On 07/03/14 12:23, Robert wrote:
About a week ago I posted a patch to add Type 1 subset support to FOP. All referenced
Type 1 fonts (unless set to embedding-mode="full") will now be subset by
default much like the behaviour exhibited by TrueType and OpenType. As this is a big
feature and quite involved I think it is necessary to vote on whether to add this feature
in it's current state to FOP. I'm not sure if anyone has taken a look at what has gone
into this or tried it out yet, but it might be worth doing so before making your decision.
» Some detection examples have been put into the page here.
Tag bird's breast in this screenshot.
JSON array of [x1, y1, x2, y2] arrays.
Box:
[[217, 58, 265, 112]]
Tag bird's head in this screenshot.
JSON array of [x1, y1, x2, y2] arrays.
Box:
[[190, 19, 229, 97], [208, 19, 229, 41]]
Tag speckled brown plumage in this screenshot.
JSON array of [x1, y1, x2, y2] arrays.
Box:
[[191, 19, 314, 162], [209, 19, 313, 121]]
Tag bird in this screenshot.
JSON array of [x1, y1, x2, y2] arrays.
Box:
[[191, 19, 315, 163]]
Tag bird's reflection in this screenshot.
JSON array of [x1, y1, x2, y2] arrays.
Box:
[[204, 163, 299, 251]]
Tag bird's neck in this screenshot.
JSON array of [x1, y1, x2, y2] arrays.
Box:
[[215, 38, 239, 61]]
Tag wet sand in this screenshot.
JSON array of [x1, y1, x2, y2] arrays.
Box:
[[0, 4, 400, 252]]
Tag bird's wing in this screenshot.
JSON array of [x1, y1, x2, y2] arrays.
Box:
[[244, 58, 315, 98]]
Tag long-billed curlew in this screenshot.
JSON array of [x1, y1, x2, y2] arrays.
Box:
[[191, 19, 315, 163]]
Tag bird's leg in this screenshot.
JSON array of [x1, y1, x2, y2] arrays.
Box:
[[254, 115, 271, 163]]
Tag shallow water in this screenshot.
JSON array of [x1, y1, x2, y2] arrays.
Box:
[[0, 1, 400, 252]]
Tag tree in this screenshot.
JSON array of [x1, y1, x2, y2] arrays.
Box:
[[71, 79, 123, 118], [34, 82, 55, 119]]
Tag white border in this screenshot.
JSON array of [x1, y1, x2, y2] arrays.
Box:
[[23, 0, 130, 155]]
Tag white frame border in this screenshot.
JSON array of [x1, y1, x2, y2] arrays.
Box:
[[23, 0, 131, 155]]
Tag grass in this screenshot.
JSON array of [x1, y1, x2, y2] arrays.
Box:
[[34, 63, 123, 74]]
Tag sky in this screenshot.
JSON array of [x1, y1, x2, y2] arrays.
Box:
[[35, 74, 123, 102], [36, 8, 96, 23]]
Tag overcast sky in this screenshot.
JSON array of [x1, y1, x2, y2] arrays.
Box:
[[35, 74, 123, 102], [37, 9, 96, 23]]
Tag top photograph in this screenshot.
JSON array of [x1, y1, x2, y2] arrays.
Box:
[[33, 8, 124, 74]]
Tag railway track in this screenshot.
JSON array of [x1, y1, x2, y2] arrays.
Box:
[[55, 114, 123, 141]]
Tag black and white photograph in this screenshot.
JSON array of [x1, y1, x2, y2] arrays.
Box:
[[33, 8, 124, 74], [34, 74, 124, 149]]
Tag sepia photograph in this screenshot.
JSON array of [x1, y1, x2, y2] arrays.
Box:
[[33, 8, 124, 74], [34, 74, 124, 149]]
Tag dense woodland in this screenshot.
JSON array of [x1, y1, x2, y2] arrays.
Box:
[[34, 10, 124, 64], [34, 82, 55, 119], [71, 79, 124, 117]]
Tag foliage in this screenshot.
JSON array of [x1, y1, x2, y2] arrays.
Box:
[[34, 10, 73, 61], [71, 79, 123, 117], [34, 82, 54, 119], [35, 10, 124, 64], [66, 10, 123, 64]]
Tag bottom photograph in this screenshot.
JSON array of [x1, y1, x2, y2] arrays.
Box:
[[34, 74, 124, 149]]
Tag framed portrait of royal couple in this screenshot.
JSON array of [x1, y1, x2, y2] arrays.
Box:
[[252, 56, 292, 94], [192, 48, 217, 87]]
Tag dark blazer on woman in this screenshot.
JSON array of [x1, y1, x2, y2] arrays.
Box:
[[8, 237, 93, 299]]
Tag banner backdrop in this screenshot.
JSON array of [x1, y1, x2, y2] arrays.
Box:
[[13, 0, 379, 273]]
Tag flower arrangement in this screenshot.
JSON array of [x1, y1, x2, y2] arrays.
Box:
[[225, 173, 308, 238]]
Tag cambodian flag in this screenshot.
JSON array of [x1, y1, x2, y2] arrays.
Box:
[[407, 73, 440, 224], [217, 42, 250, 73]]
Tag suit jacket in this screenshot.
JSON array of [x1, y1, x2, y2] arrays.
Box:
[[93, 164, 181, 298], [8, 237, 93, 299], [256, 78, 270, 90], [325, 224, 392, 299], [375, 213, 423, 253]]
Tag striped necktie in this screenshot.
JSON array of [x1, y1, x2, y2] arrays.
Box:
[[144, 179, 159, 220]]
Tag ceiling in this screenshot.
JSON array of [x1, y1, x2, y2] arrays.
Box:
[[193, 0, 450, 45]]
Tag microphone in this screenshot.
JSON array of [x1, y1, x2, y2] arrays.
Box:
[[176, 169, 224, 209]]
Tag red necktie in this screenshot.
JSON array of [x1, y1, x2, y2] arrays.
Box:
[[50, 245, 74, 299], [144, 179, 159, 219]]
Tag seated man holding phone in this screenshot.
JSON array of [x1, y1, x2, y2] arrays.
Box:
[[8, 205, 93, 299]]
I am going to be away for the next week or so but will tally up the votes and
post the result once I am back.
Here is a link to the patch and issue:
From the quick look I had at the patch, I must say that some things are
sources of concern to me:
• The PostScript parser seems to be mixing lexical analysis, syntax
analysis and interpretation. This makes it hard to follow and I could
not figure out the meanings of the conditions in the various ‘if’
statements inside the ‘parse’ method. Also, part of the parsing seems
to be leaking into Type1SubsetFile. I’m concerned about the robustness
of the thing. For example, there are unguarded calls to
Integer.parseInt. How tolerant will that be to malformed font files?
• It seems that Type1SubsetFile tries to infer the mapping of character
codes to glyph names. That essentially re-does what the mapChar method
has already done earlier, with probable mismatch between the outputs
of the two methods. In Type1SubsetFile.readEncoding I see references
to the WinAnsi encoding, which may have nothing to do at all with the
font’s own encoding. I suspect this is the source of the exception
thrown when running the FO I attached to the issue.
• there is a lot of memory allocation. First, the font is entirely
loaded in memory in Type1SubsetFile.createSubset, then again in
PFBParser, plus data copied around when creating the subset. Surely
some of this memory allocation can be avoided. Have you profiled the
code? How much more slow is it compared to fully embedding the font?
Due to the possible regressions and the potential impact on performance,
I must vote -1 against enabling Type 1 subsetting by default. If Type 1
subsetting is left as an option that can be manually configured by the
user, then I vote +0.